In his Top 10 Data Science Mistakes John Elder shares lessons learned from more than 20 years of data science consulting experience. Avoiding these mistakes are cornerstones to any successful analytics project. In this blog about Mistake #4 you will learn that inducing models from data has the virtue of looking at the data afresh, not constrained by old hypotheses. But, while “letting the data speak”, you must be careful not to tune out received wisdom, because often, nothing inside the data will protect one from significant, but wrong, conclusions.


Inducing models from data has the virtue of looking at the data afresh, not constrained by old hypotheses. But, while “letting the data speak”, don’t tune out received wisdom. Experience has taught this once brash analyst that those familiar with the domain are usually more vital to the solution of the problem than the technology we bring to bear.

Often, nothing inside the data will protect one from significant, but wrong, conclusions. Table 1 contains two variables about high school, averaged by state: cost and average SAT score (from about 1994). Our task, say, is to model their relationship to advise the legislature of the costs of improving our educational standing relative to nearby states. Figure 1 illustrates how the relationship between the two is significant – the Linear Regression t-statistic is over 4, for example, suggesting that such a strong relationship occurs randomly only 1/10,000 times.[1] However, the sign of the relationship is the opposite of what was expected. That is, to improve our standing (lower our SAT ranking), the graph suggests we need to reduce school funding!

Table 1: Spending and Rank of Average SAT Score by State

Figure 1:  Rank of a State (in average SAT score) vs. its spending per student
(circa 1994), and the least-squares regression estimate of their relationship

Observers of this example will often suggest adding further data – perhaps, for example, local living costs, or percent of the population in urban or rural settings — to help explain what is happening. But, the real problem is one of self-selection. The high-SAT/low-cost states are clustered mainly in the Midwest, where the test required for state universities (the best deal for one’s dollar) is not the SAT but the ACT. Only those students aspiring to attend (presumably more prestigious) out-of-state schools go to the trouble of taking an extra standardized test, and their resulting average score is certainly higher than the larger population’s would be. Additional variables in the database, in fact (other than proportion of students taking the SAT) would make the model more complex, and might obscure the fact that information external to the data is vital.

Observers of this example will often suggest adding further data – The above example employed typical “opportunistic”, or found, data. But even data generated by a designed experiment needs external information. A national defense project from the early days of Neural Networks attempted to distinguish aerial images of forests with and without tanks in them. Perfect performance was achieved on the training set, and then also on an out-of-sample set of data that had been gathered at the same time but not used for training. This was celebrated but, wisely, a confirming study was performed.
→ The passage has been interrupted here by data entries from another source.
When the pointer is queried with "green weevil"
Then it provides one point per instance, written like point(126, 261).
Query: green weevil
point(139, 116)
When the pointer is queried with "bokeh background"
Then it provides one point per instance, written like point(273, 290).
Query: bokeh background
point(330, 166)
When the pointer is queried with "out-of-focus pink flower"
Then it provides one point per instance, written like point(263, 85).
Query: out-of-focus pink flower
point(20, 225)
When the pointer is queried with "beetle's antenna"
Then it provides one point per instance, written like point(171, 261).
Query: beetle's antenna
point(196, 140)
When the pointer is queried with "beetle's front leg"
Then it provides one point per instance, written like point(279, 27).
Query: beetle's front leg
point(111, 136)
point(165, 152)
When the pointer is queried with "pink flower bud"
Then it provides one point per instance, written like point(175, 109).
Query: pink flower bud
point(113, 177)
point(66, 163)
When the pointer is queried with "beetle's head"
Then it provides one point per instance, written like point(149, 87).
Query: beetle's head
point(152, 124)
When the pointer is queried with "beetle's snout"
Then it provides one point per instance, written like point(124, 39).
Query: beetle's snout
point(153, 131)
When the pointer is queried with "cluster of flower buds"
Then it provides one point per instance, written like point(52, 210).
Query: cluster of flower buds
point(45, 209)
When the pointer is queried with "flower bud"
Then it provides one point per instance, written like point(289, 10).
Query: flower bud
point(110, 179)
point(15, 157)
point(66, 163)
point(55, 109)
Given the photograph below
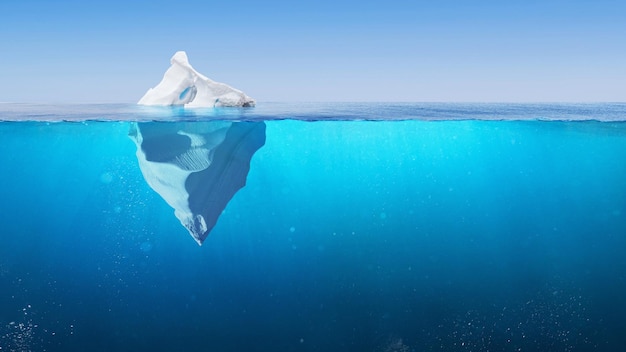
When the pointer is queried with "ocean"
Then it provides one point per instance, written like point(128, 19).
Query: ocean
point(352, 227)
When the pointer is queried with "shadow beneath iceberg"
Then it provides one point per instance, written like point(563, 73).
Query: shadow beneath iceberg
point(197, 167)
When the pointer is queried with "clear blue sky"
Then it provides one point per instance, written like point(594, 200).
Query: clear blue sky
point(392, 50)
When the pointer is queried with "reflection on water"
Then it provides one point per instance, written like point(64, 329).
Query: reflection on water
point(197, 167)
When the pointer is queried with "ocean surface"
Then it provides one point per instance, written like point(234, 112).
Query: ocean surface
point(361, 227)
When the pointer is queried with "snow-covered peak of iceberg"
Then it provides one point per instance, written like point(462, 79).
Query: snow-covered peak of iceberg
point(182, 85)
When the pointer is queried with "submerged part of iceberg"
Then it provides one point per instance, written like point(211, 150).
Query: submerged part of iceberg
point(197, 167)
point(182, 85)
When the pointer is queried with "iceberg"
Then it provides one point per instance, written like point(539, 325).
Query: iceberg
point(183, 86)
point(197, 167)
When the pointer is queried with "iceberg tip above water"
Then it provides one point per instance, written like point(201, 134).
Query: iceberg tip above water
point(182, 85)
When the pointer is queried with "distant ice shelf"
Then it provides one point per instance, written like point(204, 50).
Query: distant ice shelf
point(182, 85)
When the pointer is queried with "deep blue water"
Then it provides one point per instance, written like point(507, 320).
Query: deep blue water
point(501, 233)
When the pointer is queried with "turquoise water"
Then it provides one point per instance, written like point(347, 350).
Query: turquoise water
point(461, 234)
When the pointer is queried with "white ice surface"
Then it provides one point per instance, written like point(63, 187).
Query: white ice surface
point(182, 85)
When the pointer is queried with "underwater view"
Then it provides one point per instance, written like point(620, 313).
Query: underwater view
point(313, 227)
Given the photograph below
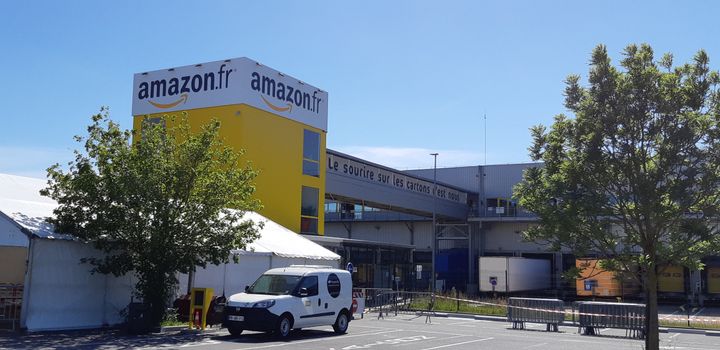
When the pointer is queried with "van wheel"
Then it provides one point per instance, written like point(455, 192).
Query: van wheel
point(235, 331)
point(341, 323)
point(284, 326)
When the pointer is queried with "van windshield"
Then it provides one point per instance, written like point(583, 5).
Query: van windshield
point(274, 284)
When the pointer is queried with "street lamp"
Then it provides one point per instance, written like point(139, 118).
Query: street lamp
point(434, 248)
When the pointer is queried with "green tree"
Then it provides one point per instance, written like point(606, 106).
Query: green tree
point(634, 177)
point(155, 206)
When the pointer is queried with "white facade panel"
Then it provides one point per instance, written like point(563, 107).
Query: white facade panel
point(513, 274)
point(507, 237)
point(233, 81)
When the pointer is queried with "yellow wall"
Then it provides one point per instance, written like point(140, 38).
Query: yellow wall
point(274, 145)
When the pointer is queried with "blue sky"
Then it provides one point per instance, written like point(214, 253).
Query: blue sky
point(405, 78)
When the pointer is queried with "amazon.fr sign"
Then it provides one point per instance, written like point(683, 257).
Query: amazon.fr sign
point(234, 81)
point(369, 173)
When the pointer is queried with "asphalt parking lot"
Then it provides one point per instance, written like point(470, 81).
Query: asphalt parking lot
point(392, 332)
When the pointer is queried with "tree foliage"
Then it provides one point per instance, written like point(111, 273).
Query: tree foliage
point(155, 206)
point(634, 177)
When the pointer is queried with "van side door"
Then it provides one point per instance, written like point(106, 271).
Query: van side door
point(308, 293)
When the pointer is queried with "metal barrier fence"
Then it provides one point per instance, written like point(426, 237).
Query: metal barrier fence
point(10, 305)
point(548, 311)
point(630, 317)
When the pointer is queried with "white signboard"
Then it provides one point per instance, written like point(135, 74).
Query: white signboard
point(234, 81)
point(350, 168)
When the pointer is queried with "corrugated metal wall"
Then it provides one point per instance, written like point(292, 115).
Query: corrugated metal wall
point(466, 178)
point(384, 232)
point(500, 179)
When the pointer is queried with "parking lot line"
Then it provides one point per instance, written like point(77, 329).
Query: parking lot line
point(319, 339)
point(456, 344)
point(436, 339)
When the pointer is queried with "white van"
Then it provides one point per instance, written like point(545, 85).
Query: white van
point(292, 297)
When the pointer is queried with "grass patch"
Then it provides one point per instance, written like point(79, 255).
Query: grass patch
point(488, 307)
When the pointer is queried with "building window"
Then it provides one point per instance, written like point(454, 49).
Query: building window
point(309, 210)
point(311, 153)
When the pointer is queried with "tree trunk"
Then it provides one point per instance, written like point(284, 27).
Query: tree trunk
point(652, 337)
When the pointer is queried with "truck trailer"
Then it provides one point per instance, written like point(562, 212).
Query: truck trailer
point(511, 274)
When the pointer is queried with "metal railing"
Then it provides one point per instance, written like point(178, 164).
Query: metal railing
point(10, 306)
point(532, 310)
point(630, 317)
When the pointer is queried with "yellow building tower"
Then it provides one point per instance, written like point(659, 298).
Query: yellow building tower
point(279, 121)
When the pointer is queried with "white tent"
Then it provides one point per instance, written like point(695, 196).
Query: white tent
point(60, 292)
point(276, 247)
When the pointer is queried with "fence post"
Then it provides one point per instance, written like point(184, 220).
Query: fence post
point(457, 298)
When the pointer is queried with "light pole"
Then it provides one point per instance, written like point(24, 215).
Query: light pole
point(434, 248)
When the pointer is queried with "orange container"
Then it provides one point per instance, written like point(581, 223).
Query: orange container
point(606, 283)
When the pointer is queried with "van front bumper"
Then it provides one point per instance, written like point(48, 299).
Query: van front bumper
point(253, 319)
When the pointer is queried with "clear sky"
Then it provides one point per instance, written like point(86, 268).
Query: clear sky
point(405, 78)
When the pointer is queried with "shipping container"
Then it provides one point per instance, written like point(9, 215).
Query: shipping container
point(510, 274)
point(595, 281)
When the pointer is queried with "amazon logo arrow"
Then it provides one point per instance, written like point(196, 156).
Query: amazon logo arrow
point(183, 99)
point(276, 108)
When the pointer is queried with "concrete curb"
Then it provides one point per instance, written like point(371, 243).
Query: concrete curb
point(166, 329)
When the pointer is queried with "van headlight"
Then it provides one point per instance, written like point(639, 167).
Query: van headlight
point(264, 304)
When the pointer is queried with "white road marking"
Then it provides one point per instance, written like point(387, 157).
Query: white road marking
point(456, 344)
point(443, 339)
point(320, 339)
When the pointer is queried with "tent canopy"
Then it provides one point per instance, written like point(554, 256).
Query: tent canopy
point(20, 200)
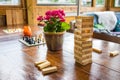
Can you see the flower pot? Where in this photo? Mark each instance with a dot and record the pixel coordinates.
(54, 41)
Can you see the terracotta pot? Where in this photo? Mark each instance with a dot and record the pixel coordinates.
(54, 41)
(27, 31)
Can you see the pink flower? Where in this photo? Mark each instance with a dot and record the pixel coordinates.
(54, 13)
(48, 13)
(62, 12)
(40, 18)
(47, 17)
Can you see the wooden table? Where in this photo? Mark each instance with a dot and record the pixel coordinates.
(17, 61)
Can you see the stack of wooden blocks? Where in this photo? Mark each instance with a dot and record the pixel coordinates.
(83, 39)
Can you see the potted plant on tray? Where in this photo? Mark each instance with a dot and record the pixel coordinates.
(54, 28)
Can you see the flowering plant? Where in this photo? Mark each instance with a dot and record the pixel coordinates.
(54, 21)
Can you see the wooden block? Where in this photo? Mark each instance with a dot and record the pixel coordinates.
(44, 65)
(97, 50)
(84, 62)
(40, 62)
(114, 53)
(49, 70)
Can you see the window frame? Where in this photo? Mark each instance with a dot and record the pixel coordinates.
(114, 5)
(55, 4)
(17, 5)
(100, 5)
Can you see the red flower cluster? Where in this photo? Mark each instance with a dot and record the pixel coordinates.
(54, 14)
(53, 21)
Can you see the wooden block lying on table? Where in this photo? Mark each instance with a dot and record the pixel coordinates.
(49, 70)
(83, 62)
(44, 65)
(114, 53)
(97, 50)
(40, 62)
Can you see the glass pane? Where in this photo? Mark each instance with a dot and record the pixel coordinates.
(86, 3)
(9, 2)
(56, 1)
(100, 3)
(117, 3)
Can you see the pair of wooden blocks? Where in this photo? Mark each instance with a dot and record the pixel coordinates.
(45, 67)
(112, 54)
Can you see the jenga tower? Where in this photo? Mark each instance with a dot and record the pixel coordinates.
(83, 39)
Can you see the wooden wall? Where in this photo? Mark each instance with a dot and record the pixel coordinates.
(15, 15)
(28, 11)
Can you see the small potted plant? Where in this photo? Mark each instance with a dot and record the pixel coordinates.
(54, 28)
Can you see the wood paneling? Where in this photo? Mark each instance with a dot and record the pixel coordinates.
(17, 61)
(14, 17)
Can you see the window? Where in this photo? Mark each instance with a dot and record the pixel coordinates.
(86, 3)
(117, 3)
(9, 2)
(100, 3)
(53, 2)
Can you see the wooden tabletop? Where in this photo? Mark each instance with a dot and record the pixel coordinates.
(17, 61)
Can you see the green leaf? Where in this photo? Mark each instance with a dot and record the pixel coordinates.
(65, 26)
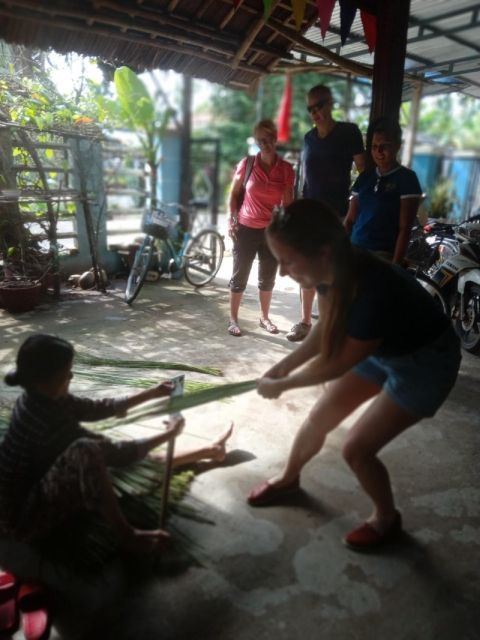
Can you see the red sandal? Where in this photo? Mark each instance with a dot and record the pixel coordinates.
(33, 603)
(8, 604)
(366, 537)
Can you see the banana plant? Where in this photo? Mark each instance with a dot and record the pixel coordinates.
(139, 113)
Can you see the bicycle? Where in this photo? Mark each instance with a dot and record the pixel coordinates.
(169, 249)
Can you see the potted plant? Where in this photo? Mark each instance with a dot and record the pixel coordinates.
(25, 270)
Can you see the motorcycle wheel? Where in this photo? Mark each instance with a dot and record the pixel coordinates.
(468, 324)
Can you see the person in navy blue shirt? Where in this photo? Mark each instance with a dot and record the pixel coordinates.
(381, 337)
(385, 200)
(329, 151)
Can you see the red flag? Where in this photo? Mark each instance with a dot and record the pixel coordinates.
(369, 29)
(325, 10)
(283, 118)
(347, 14)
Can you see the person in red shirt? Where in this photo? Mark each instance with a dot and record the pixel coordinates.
(264, 183)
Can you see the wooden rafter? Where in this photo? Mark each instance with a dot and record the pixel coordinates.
(223, 60)
(251, 35)
(318, 50)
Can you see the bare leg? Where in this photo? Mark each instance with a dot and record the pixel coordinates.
(383, 421)
(215, 451)
(339, 400)
(235, 299)
(265, 299)
(308, 296)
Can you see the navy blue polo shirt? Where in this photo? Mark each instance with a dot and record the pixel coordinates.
(391, 306)
(379, 196)
(328, 164)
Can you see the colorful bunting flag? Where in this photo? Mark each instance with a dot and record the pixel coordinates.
(347, 15)
(325, 10)
(284, 112)
(298, 7)
(369, 22)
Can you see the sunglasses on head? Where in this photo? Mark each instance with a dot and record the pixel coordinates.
(316, 106)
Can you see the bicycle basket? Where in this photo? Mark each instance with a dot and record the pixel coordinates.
(157, 223)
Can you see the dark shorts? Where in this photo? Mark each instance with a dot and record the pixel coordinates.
(247, 245)
(420, 381)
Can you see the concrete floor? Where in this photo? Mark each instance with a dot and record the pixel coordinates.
(280, 572)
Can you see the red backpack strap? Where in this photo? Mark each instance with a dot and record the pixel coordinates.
(248, 170)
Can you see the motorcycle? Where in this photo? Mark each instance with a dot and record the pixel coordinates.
(456, 279)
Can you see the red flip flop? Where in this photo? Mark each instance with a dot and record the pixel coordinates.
(367, 538)
(8, 604)
(34, 611)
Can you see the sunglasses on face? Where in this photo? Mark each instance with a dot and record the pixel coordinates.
(382, 147)
(266, 140)
(316, 106)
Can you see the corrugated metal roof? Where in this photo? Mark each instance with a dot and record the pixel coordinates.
(443, 45)
(214, 40)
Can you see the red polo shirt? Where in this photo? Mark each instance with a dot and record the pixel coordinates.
(263, 191)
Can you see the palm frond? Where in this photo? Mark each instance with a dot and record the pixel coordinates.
(94, 361)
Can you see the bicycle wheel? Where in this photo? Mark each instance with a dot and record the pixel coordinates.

New images were collected on which the models performed extremely poorly. This drove investigation into the features driving the models and revealed them to be magnitude readings from specific locations of the images; i.e., background pixels. It turns out that the day the tanks had been photographed was sunny, and that for non-tanks, cloudy![2] Even resampling the original data wouldn’t have protected against this error, as the flaw was inherent in the generating experiment.

A second tanks and networks example, from my good friend and former colleague, Dean Abbott (who’s got an excellent book). Dean had worked at a San Diego defense contractor, where they sought to distinguish tanks and trucks from any aspect angle. Radars and mechanized vehicles are bulky and expensive to move around, so they fixed the radar installation and rotated a tank and a truck on separate large, rectangular platforms. Signals were beamed at different angles and the returns were extensively processed – using polynomial network models of subsets of principle components of Fourier transforms of the signals – and great accuracy in classification was achieved. However, seeking transparency (not easy for complex, multi-stage models) Dean discovered, much to his chagrin, that the source of the key distinguishing features determining vehicle type turned out to be the bushes beside one platform![3] Further, it is suspected that the angle estimation accuracy came from the signal reflecting from the platform corners – not a feature one will encounter in the field. Again, no modeling technology alone could correct for flaws in the data, and it took careful study of how the model worked to discover its weakness.


[1] This theoretical result is confirmed by resampling using Target Shuffling; randomize the rankings and it takes about 10^4 tries before a correlation this strong is stumbled upon.

[2] PBS featured this project in a 1991 documentary series “The Machine that Changed the World”: Episode IV, “The Thinking Machine”.

[3] This excellent practice of trying to break one’s own work, is so hard to do even if one is convinced of its need, that managers should pit teams with opposite reward metrics against one another in order to proof-test solutions.